Comentario: Vale. Ahmad Jamal es una leyenda.
Es, además, uno de esos pianistas ineludibles para entender el desarrollo del instrumento en la segunda parte del siglo veinte; y por si esto fuera poco, decenas de pianistas importantísimos le citan como una de sus principales influencias o, en el peor de los casos, como un referente básico. De acuerdo, pero eso era entonces y ahora es ahora. Y no solo ahora, la cosa lleva un tiempo siendo así. De hecho, si echamos cuentas, Jamal practicó el estilo que le hizo famoso sólo durante unos pocos años de su carrera y éste fue mutando desde principios de los años setenta a una forma de tocar bastante diferente a lo que nos tenía acostumbrados.
Hay que reconocer que es una faena grabar tus mejores discos (o al menos los que te harán pasar a la historia) en los primeros años de tu carrera. Desde aquellos fantásticos discos, Jamal ha cultivado un estilo farragoso, casi antagónico respecto a aquel en el que el silencio y el uso del espacio propulsaron y definieron el jazz que vino después. Pero Jamal es Jamal, y su lugar en la historia esta ganado y muy merecido, así que el hecho de que recibiese el premio Donostiako Jazzaldia de este año no tenía nada de raro.

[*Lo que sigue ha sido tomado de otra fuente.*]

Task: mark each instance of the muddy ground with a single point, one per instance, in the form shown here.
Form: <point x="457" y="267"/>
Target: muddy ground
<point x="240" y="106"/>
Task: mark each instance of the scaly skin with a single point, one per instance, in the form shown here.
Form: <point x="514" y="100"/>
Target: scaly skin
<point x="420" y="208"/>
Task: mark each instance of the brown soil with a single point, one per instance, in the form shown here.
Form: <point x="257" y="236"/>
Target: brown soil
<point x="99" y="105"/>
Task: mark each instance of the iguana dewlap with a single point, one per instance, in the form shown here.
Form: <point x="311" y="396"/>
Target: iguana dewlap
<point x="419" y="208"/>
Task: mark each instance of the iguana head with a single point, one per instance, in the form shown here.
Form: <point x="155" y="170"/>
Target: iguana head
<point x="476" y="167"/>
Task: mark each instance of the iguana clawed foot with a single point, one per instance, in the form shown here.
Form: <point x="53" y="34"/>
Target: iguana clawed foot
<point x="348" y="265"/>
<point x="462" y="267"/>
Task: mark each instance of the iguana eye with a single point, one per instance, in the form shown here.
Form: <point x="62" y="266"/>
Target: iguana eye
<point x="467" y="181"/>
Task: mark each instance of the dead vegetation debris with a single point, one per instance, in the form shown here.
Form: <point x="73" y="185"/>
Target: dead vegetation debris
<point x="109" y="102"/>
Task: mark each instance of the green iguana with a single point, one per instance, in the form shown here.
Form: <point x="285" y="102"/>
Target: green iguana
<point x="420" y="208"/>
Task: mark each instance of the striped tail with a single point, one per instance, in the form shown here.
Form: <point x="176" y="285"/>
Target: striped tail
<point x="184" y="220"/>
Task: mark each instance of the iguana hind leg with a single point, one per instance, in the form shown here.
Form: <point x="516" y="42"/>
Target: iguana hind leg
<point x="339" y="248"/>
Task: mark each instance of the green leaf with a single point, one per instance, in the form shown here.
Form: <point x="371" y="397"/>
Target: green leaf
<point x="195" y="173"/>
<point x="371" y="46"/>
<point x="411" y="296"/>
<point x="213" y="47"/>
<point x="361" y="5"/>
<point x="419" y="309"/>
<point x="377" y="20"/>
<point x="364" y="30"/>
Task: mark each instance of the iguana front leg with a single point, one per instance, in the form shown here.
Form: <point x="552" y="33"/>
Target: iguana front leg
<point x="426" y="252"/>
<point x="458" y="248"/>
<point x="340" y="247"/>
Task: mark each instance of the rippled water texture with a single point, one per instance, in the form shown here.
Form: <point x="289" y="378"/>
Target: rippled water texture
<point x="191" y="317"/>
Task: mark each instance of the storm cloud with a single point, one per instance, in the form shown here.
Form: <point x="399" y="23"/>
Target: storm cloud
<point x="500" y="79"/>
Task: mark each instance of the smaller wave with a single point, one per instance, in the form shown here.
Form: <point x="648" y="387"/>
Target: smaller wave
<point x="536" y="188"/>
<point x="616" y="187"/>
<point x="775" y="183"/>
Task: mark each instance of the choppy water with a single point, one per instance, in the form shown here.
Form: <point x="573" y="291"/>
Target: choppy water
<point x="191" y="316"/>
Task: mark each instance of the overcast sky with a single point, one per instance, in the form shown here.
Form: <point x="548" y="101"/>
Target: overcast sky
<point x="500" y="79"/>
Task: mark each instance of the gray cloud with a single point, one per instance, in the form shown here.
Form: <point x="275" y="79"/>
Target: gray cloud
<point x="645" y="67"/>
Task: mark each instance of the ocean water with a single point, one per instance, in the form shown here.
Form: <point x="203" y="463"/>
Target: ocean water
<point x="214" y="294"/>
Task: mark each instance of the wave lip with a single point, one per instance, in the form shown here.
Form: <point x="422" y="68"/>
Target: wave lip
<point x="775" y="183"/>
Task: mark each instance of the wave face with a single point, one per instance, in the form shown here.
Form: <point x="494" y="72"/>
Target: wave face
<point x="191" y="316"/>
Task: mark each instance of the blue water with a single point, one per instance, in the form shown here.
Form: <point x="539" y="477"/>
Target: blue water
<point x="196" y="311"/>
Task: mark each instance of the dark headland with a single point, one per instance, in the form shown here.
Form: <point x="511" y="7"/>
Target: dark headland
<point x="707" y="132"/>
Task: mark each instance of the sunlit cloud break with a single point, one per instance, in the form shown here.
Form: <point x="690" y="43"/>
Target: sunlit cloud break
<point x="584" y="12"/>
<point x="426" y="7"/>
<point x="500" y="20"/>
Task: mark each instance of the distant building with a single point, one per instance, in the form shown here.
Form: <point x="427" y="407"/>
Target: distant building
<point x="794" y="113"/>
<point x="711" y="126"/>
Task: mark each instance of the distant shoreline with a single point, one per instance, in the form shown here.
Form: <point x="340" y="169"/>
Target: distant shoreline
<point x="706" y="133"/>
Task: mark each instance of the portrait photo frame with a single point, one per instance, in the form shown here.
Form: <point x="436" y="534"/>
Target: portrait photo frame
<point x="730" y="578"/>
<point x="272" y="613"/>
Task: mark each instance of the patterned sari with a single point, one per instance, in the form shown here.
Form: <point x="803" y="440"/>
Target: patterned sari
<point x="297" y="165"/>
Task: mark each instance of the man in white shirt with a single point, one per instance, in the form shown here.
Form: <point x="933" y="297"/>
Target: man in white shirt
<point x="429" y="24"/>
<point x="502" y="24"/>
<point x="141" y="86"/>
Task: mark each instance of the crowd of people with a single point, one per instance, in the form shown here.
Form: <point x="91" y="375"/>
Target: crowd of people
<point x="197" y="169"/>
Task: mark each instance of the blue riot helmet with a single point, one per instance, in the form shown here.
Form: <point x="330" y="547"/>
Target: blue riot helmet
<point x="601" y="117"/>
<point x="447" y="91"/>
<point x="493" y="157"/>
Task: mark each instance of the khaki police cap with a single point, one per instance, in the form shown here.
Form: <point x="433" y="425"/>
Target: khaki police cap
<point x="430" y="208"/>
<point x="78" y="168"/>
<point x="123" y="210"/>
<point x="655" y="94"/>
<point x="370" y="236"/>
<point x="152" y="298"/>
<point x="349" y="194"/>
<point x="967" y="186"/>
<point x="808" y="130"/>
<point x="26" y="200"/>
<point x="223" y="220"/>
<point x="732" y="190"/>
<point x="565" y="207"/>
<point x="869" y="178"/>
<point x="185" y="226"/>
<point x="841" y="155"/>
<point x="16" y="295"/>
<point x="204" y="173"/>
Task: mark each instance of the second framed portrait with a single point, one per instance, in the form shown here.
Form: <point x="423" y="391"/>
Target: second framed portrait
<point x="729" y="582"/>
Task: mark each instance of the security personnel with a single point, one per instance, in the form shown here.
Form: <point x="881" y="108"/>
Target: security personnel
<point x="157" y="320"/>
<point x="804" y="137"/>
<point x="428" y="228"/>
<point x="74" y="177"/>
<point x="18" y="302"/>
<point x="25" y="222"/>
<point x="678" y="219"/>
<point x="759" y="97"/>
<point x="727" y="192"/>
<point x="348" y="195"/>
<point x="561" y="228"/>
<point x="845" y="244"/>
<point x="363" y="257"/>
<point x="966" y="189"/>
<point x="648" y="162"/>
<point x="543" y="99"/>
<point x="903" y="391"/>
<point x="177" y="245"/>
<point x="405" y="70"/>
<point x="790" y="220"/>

Su concierto, en cambio, si que tuvo detalles un tanto cuestionables. Toda la introducción que precede a este párrafo viene a que, por mucho que Jamal sea quien es, no hay que pasar por alto una serie de cuestiones muy a tener en cuenta cuando hablamos de jazz. Inspiración titubeante, muletillas recurrentes, solos incoherentes y una falta de dirección solo disculpada por una prepotencia musical que le hace más mal que bien. Jamal presentó sus ultimo disco, It’s Magic, y descargó sobre el publico algo más de una hora de música sin demasiadas pretensiones (pero enormemente chulesca al mismo tiempo), en la que sobresalía su interesante manejo del trío.
Ese concepto, pensado y desarrollado para mayor gloria del pianista, se basaba en un manejo tiránico del contrabajista y del batería, que seguían a pies juntillas los gestos del líder. La música de éste, caprichosa y cambiante hasta la extenuación, dictaba los pasajes, solos, y abruptos cambios con firmeza inclemente, y necesitaba la devoción de sus empleados para funcionar. Jamal, en su delirio ególatra, se sentaba dando la espalda a sus secuaces y les dirigía con el menor contacto posible, decidiendo cada segundo de música. Casi como Tete en algunas ocasiones, con la diferencia de que Tete estaba ciego y tocaba condenadamente mejor que el viejo Ahmad.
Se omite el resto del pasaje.